Before 1973, abortion in America had been a punishable crime for nearly an entire century. This time period saw the deaths of thousands of women from botched abortions, high infant mortality rates, and illegal underground abortion clinics. Criminalizing abortion did not decrease the need for abortion and throughout the 1950s and 1960s, the pressure for abortion rights only increased. In 1970, New York took steps toward legalizing abortion and repealed state laws to allow physicians to conduct abortion within the first 24 weeks of pregnancy.[1] By 1972, 223,000 legal abortions were recorded in New York and 61.8% were done on women from other states.[2] This demonstrated that the need for abortion was ever-present and 13 other states followed suit by enacting similar reforms. In 1973, the U.S. Supreme Court ruled in Roe v. Wade that women had a constitutional right to reproductive privacy, without government intervention, up until the period of “viability” or the end of the first trimester.[3] This effectively legalized abortion in the first trimester.

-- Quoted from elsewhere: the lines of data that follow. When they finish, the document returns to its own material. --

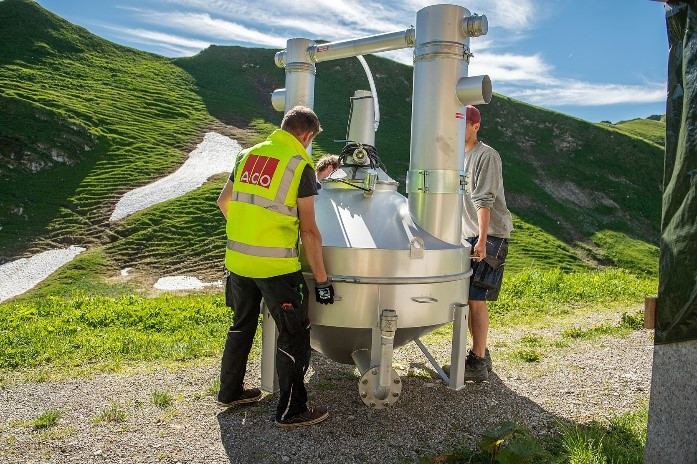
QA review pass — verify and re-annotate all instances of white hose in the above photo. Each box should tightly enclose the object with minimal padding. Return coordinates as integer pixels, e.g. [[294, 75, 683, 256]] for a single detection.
[[356, 55, 380, 132]]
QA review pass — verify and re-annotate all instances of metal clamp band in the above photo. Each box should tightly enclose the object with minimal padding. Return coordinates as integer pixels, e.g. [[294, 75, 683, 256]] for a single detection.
[[407, 169, 465, 194], [286, 61, 317, 74], [414, 41, 470, 62]]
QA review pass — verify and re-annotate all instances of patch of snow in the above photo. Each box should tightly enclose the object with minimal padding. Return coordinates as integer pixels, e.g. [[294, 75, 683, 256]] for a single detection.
[[154, 276, 222, 291], [109, 132, 242, 221], [0, 246, 85, 302]]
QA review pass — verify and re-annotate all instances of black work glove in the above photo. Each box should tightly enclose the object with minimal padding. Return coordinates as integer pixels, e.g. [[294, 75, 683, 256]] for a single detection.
[[315, 281, 334, 304]]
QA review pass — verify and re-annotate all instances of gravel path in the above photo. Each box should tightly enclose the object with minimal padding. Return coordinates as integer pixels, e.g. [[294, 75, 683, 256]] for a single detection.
[[0, 320, 653, 463]]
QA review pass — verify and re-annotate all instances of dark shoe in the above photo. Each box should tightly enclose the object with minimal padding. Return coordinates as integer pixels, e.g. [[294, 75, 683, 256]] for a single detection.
[[484, 348, 494, 372], [276, 406, 329, 429], [441, 348, 494, 377], [464, 350, 489, 382], [218, 388, 262, 408]]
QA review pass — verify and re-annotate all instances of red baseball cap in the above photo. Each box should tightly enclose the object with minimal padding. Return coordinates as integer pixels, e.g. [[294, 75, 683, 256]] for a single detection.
[[466, 105, 482, 124]]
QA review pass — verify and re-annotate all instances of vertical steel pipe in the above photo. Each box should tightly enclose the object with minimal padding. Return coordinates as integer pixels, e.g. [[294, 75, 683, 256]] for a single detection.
[[346, 90, 375, 146], [285, 39, 316, 112], [407, 5, 482, 244], [284, 39, 317, 155], [376, 309, 397, 399]]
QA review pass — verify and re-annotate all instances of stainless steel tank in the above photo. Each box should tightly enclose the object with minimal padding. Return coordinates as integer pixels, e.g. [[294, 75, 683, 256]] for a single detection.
[[262, 5, 491, 408]]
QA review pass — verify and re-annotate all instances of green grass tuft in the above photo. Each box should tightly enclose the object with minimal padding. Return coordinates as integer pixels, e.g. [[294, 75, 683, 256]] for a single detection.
[[31, 409, 63, 430], [559, 405, 648, 464], [151, 391, 173, 409], [489, 269, 658, 326], [207, 378, 220, 396], [513, 349, 542, 363], [94, 401, 128, 424], [0, 294, 232, 369]]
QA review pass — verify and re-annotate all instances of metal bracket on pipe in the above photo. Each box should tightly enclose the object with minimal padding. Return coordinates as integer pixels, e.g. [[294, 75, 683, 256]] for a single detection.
[[462, 13, 489, 37], [414, 338, 450, 385], [409, 237, 426, 259], [455, 74, 492, 105], [407, 169, 465, 194]]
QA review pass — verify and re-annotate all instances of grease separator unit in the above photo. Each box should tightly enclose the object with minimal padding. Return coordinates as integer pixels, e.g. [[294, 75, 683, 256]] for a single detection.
[[261, 5, 491, 409]]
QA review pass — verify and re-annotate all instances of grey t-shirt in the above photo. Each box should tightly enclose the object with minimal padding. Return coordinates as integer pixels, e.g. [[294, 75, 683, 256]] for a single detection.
[[462, 142, 513, 239]]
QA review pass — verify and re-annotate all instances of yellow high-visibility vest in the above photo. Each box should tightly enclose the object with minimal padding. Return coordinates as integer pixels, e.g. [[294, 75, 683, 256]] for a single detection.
[[225, 129, 314, 278]]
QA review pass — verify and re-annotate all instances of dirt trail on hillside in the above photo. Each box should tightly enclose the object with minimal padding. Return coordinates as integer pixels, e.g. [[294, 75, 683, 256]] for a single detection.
[[0, 330, 653, 463]]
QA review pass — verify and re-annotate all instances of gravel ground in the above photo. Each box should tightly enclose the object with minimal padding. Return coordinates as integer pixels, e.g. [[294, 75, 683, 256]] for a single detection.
[[0, 320, 653, 463]]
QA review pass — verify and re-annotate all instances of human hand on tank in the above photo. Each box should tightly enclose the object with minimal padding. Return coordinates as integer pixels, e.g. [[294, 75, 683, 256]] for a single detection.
[[315, 280, 334, 304], [472, 240, 486, 261]]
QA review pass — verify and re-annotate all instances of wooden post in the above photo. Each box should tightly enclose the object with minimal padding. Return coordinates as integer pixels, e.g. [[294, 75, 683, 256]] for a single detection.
[[644, 296, 658, 329]]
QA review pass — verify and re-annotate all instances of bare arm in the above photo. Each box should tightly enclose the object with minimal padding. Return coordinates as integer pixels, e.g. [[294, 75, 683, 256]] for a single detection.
[[218, 179, 232, 219], [472, 208, 491, 261], [298, 196, 328, 282]]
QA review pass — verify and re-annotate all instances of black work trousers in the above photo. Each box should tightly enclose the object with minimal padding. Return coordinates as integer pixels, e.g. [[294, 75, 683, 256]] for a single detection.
[[218, 271, 310, 420]]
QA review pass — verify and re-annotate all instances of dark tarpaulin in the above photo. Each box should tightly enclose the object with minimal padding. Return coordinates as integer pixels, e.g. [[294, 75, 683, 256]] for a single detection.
[[655, 0, 697, 344]]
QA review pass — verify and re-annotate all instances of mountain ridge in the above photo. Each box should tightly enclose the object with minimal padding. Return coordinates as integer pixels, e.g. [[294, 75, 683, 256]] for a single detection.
[[0, 0, 662, 296]]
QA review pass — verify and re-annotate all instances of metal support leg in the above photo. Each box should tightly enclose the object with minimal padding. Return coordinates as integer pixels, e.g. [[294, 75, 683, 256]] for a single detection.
[[448, 303, 469, 390], [414, 338, 450, 384], [261, 300, 279, 393]]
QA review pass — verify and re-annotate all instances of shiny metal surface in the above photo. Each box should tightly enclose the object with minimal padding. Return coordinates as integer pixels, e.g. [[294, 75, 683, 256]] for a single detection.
[[409, 5, 469, 244], [307, 28, 414, 63], [409, 5, 483, 244], [346, 90, 375, 146], [407, 169, 465, 194], [271, 89, 286, 111], [285, 39, 315, 112], [462, 14, 489, 37], [457, 75, 492, 105], [262, 5, 490, 400]]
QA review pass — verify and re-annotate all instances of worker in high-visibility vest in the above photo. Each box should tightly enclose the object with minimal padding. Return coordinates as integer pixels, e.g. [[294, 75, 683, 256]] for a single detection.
[[218, 106, 334, 428]]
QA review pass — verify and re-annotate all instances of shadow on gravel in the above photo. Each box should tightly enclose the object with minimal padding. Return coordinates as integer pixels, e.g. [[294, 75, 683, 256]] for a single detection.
[[217, 353, 576, 463]]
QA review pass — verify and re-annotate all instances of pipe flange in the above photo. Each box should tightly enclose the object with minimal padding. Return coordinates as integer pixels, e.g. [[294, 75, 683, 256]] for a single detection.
[[358, 367, 402, 409]]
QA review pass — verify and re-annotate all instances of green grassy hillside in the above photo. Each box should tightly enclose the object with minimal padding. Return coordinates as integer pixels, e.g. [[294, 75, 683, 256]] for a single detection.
[[600, 118, 666, 147], [0, 0, 662, 293], [0, 0, 210, 261]]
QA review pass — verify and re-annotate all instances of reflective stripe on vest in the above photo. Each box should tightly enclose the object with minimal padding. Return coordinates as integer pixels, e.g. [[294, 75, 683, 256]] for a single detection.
[[232, 190, 298, 217], [227, 240, 298, 258]]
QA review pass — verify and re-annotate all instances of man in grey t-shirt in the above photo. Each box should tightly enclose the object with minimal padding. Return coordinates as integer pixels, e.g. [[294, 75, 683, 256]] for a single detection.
[[462, 106, 513, 382]]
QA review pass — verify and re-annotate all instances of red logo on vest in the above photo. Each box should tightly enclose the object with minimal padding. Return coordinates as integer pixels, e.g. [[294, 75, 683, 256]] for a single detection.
[[240, 155, 278, 188]]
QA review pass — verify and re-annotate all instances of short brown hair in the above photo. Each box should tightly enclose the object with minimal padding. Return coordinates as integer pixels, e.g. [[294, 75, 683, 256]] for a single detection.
[[315, 155, 339, 172], [281, 106, 322, 136]]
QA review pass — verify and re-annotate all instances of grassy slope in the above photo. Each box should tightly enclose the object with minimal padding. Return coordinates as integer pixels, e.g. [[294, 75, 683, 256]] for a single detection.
[[614, 119, 666, 147], [0, 0, 662, 286], [0, 0, 209, 262]]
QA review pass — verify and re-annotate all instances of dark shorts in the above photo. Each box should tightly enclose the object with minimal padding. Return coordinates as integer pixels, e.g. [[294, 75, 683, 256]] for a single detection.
[[467, 235, 508, 301]]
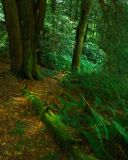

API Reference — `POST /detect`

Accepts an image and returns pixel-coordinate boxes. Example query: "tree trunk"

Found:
[2,0,46,79]
[72,0,92,70]
[51,0,56,14]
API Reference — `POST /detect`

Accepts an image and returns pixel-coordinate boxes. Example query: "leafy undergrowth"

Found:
[0,64,128,160]
[53,72,128,160]
[0,63,68,160]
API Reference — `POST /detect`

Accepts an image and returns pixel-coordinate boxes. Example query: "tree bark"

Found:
[2,0,47,79]
[72,0,92,70]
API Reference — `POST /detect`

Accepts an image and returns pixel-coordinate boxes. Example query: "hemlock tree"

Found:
[72,0,93,70]
[2,0,47,79]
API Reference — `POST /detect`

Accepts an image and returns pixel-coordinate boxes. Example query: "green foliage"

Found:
[11,121,26,136]
[39,152,59,160]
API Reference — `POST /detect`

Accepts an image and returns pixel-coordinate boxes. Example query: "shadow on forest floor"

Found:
[0,63,67,160]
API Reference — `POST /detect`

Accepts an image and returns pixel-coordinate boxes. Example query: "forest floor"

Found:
[0,62,65,160]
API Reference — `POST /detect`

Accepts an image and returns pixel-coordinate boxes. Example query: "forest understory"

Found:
[0,63,65,160]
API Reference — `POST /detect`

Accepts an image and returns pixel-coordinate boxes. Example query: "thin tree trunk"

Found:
[2,0,47,79]
[2,0,22,74]
[72,0,92,70]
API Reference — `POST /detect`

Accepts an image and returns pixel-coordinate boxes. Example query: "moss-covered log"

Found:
[23,89,97,160]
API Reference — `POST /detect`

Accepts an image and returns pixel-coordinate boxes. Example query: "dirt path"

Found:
[0,63,64,160]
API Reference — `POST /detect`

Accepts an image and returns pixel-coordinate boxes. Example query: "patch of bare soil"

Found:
[0,63,63,160]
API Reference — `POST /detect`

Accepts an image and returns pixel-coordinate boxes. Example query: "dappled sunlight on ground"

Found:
[0,64,65,160]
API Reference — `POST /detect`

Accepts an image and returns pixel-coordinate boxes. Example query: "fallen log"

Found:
[22,88,98,160]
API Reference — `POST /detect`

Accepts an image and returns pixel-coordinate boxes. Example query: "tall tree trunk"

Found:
[72,0,92,70]
[2,0,22,74]
[2,0,47,79]
[51,0,56,14]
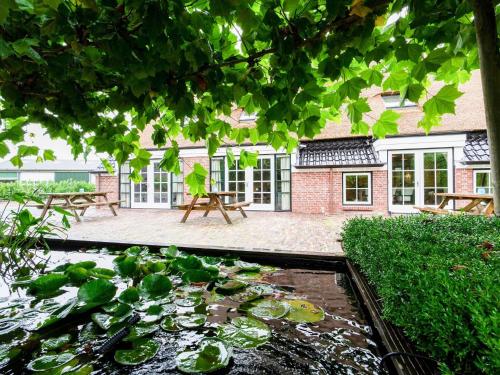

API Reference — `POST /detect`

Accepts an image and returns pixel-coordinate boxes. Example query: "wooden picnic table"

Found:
[36,191,121,222]
[416,193,495,215]
[178,191,250,224]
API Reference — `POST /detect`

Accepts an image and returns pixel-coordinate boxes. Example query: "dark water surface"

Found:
[0,252,380,375]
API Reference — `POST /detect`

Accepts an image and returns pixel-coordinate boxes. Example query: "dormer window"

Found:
[382,93,417,109]
[240,111,257,121]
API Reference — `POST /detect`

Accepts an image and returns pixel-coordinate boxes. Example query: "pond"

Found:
[0,247,381,375]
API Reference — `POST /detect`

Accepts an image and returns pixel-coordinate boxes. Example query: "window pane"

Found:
[345,175,356,189]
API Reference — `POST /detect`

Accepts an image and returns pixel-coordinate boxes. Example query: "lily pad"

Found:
[176,338,233,374]
[115,338,160,366]
[28,273,69,295]
[139,274,172,298]
[217,316,271,349]
[27,352,75,372]
[216,280,248,295]
[123,322,159,341]
[42,334,71,352]
[285,299,325,323]
[78,279,116,306]
[175,314,207,329]
[248,299,290,319]
[160,316,181,332]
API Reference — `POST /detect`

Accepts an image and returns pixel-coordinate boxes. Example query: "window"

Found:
[172,161,184,207]
[240,111,257,121]
[342,172,372,205]
[382,94,417,109]
[474,170,493,194]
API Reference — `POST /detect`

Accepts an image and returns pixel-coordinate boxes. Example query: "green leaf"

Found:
[285,300,325,323]
[217,316,271,349]
[176,338,233,374]
[186,163,208,196]
[114,338,160,366]
[26,353,76,372]
[139,274,172,298]
[372,109,400,138]
[78,279,116,305]
[424,85,463,117]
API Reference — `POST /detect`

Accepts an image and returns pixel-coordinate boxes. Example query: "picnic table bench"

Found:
[177,191,251,224]
[34,191,122,222]
[415,193,495,215]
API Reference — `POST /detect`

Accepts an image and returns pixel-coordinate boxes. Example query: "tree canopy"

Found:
[0,0,498,194]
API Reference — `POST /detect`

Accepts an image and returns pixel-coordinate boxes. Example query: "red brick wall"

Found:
[95,173,119,208]
[292,168,388,214]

            Within the immediate aftermath of Roe v. Wade, conditions for women improved; the world of illegal abortion was replaced by safe, legal, physician-conducted abortions. Public health improved drastically as maternal and infant mortality fell, sepsis clinics closed, and women were safe from the injuries of illegal abortion.[4] Numerous abortion clinics emerged in low-income areas, making it more accessible to low-income and minority women.[5] This research seeks to question how the legalization of abortion through Roe v. Wade impacted the lives of women in its immediate aftermath. Using Ms. Magazine and Off Our Backs, it is evident that Roe was simply one small step in a much larger journey towards women’s health and reproductive justice.

Ms. is a feminist magazine founded in 1972 by Gloria Steinem, it covered feminist news on grassroots activism and reported on injustices against women.[6] Off Our Backs was a national and radical feminist periodical that was founded in 1970 and published up until 2008.[7] Both sources were considered controversial in mainstream media and often found themselves paradoxically subjected to public backlash and female appraisal. These sources also exist within the second feminist wave and often are the voices of white women. There is an absence of minority voices within these publications, likely because women of colour were often fighting entirely different issues than their white counterparts.